In the case of Deen vs. Hemphill (7 Fed. Cases, 350) the court said:

It is admitted that the decision of the circuit court upon the first question (pertaining a new bond to filed after having sustained a motion to quash the old one) is contrary to the practice which has heretofore generally prevailed in this territory. It is, however, sanctioned by the practice of several of the States, . . . and seems to be founded on reason. (Brown vs. Matthews, 1 Rand (Va.), 462; 1 Munf. (Va.), 397.) The object in requiring a bond from the party appealing is to secure the rights of the adverse party; and it seems to us, if the bond be given at any time before the suit is finally acted upon by the circuit court, the rights of the parties are as effectually protected as if the bond taken by the justice had been valid and sufficient. The fact that the justice failed to take good bond should not operate to the prejudice of the party.

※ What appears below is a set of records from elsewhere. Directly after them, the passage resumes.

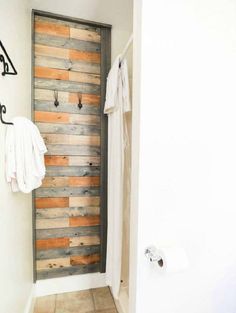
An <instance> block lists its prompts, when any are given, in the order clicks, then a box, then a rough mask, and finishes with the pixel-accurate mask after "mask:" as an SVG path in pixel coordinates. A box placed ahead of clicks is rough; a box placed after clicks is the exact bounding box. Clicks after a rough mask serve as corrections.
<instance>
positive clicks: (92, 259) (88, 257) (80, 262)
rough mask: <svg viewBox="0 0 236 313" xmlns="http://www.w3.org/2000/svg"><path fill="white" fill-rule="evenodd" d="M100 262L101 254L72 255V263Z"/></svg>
mask: <svg viewBox="0 0 236 313" xmlns="http://www.w3.org/2000/svg"><path fill="white" fill-rule="evenodd" d="M99 262H100V256H99V254H92V255H85V256H81V255H80V256H77V255H74V256H71V257H70V264H71V265H72V266H74V265H82V264H96V263H99Z"/></svg>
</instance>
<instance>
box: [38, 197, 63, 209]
mask: <svg viewBox="0 0 236 313" xmlns="http://www.w3.org/2000/svg"><path fill="white" fill-rule="evenodd" d="M35 206H36V208H37V209H43V208H66V207H68V206H69V198H35Z"/></svg>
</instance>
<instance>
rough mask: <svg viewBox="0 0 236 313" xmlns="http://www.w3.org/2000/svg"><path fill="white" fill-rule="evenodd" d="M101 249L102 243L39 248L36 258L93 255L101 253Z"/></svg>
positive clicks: (38, 258) (39, 258)
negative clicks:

(See also Foster vs. Foster, 7 Paige (N. Y. ), 48.)

Our statute prescribing the conditions upon which an appeal from a judgment of a justice of the peace may be perfected would appear to be so positive and express in its terms as to forbid our holding that the Court of First Instance can acquire jurisdiction where no security is given or where the instrument purporting to be an appeal bond is a nullity and absolutely void (Macondray & Co. vs. Quintero et al., 6 Phil. Rep., 429); but we think that under the liberal rules of procedure and amendment laid down in the Code of Civil Procedure we can and should that when in good faith, and for the mere purpose of delay, a bond, undertaking, or other instrument which (while it may fall far short of securing all the rights contemplated by the statute requiring the bond, and is defective in either form or substance) secures to the appellee at least a partial protection of his rights, such bond, undertaking, or other instrument, when approved by the justice of the peace is sufficient to confer jurisdiction on the Court of First Instance, at least for the purpose of amendment; and that in such cases the appellant should be allowed, upon reasonable terms, to perfect the bond wherein it is defective, or to file a new bond such as is required under the statute providing for the allowance of appeals.

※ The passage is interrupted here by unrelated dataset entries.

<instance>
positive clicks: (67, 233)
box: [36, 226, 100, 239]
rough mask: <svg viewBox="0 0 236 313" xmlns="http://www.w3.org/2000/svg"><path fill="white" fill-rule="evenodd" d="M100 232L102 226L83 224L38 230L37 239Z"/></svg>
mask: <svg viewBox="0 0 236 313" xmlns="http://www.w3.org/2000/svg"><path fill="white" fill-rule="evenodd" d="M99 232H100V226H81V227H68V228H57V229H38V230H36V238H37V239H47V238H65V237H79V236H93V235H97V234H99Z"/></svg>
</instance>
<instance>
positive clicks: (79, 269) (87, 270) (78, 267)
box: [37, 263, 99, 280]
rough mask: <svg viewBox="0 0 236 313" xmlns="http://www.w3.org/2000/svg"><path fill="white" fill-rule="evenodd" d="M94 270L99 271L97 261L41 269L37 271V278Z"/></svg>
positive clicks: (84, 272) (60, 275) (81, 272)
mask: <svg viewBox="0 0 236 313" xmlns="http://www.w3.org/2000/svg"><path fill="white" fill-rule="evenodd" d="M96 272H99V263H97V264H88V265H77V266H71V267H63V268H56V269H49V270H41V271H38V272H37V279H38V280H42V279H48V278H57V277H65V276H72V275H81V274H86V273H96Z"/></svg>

Counsel for applicants in their brief point out other alleged irregularities in the proceedings whereby the action was transferred from the court of the justice of the peace to the Court of First Instance, especially the alleged failure of the appellants to deposit with the court the amount of damages allowed in the court of the justice of the peace, as required by the statute; but since the petition does not expressly allege the failure of appellants so to do, this question is not properly before us in ruling upon the demurrer to the complaint. We may say, however, that in the event that appellants in the proceedings below did in fact omit to make the deposit as is intimated by counsel in his brief, we see no reason why the omission should not be corrected in the same manner as the defect in the bond may be corrected on the motion of the appellee, by an order dismissing the appeal unless the deposit be made within a fixed number of days; and in the absence of such a motion the irregularity in the proceedings must be taken to have been waived by the appellees, for whose benefit alone the provision requiring the deposit was made.

The several demurrers of the various defendants are sustained, and plaintiffs will be given a period of five days from the date of the notice of this decision in which to amend their complaint. If an amended complaint is not filed within that time, the clerk, without further orders from this court, will enter final judgment in this case in favor of the defendants, denying the issuance of the writ prayed for, with costs against the plaintiffs. So ordered.

Arellano, C. J., Torres, Mapa, Johnson, and Moreland, JJ., concur.